Publicação que Joana, mãe de Artur, está a divulgar nos seus perfis nas redes sociais. Fotografia DR

“Preferimos ajudar o hospital para que esse tipo de situação não aconteça a mais nenhum bebé em vez de estarmos a reclamar pelo nosso que, felizmente, está bem”, referiu Joana ao NOTÍCIAS DE FAMALICÃO, salientando que “isso é o que interessa”.

RISCO DE INTOXICAÇÃO

Uma incubadora é uma espécie de berço revestido por um habitáculo de plástico transparente, com uma abertura nas laterais para se poder aceder ao bebé.

“Quando a incubadora começou a fumegar, a enfermeira que estava a cuidar do bebé apercebeu-se que o equipamento estava a deitar fumos e cheiros, e lançou o alerta”, declarou ao NOTÍCIAS DE FAMALICÃO uma fonte hospitalar, destacando que “se o incêndio não tivesse sido detetado imediatamente as consequências seriam muito graves”.

Todos os bebés foram imediatamente retirados da neonatologia e os bombeiros foram chamados ao local. “A nossa maior preocupação foi a exposição ao fumo que todos os bebés sofreram.
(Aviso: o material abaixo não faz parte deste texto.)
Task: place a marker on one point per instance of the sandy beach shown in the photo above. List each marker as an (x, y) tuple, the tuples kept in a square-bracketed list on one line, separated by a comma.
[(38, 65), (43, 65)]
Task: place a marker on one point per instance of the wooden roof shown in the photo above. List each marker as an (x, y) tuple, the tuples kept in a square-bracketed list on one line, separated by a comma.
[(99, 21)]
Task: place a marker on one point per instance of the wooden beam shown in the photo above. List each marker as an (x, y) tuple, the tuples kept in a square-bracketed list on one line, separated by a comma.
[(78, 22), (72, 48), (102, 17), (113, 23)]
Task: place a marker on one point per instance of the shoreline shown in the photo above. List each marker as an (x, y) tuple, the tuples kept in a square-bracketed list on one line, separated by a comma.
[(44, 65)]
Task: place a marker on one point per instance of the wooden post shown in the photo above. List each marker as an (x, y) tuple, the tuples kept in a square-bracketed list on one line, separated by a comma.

Uma intoxicação por monóxido de carbono em bebés tão pequenos é muito mais rápida e mais grave. A nossa preocupação foi colocar todos os bebés em segurança” referiu essa mesma fonte hospitalar.

“Foi um choque tão grande que nem tive reação. O que eu queria saber é se o meu filho estava bem”, revelou Joana, em declarações ao NOTÍCIAS DE FAMALICÃO, tendo acrescentado que na altura do incidente, “queria muito ver o bebé, mas ainda estava a recuperar da cirurgia” e não a deixaram sair do quarto. “Pedi a Andrey que não saísse de perto do nosso filho, o bebé precisava mais dele do que eu”, explicou a mãe, que teve o encontro com o filho horas mais tarde.

“Na altura fiquei assustado, um bocado atrapalhado” destacou o pai de Artur. “Estavam lá os bombeiros. O cheiro era muito intenso e vi pessoas a sair de outras partes da neonatologia vindo cá para fora a dizer que cheirava muito a fumo”, recordou Andrey, que na altura foi também ouvido pela polícia.

O NOTÍCIAS DE FAMALICÃO apurou que a incubadora não pertence ao hospital de Famalicão. Terá sido obtida através de um empréstimo e chegou à unidade hospitalar ao início da tarde do dia 31 de dezembro, tendo o incêndio do equipamento ocorrido pelas 18 horas desse mesmo dia. A PSP encaminhou a ocorrência ao Ministério Público para averiguações.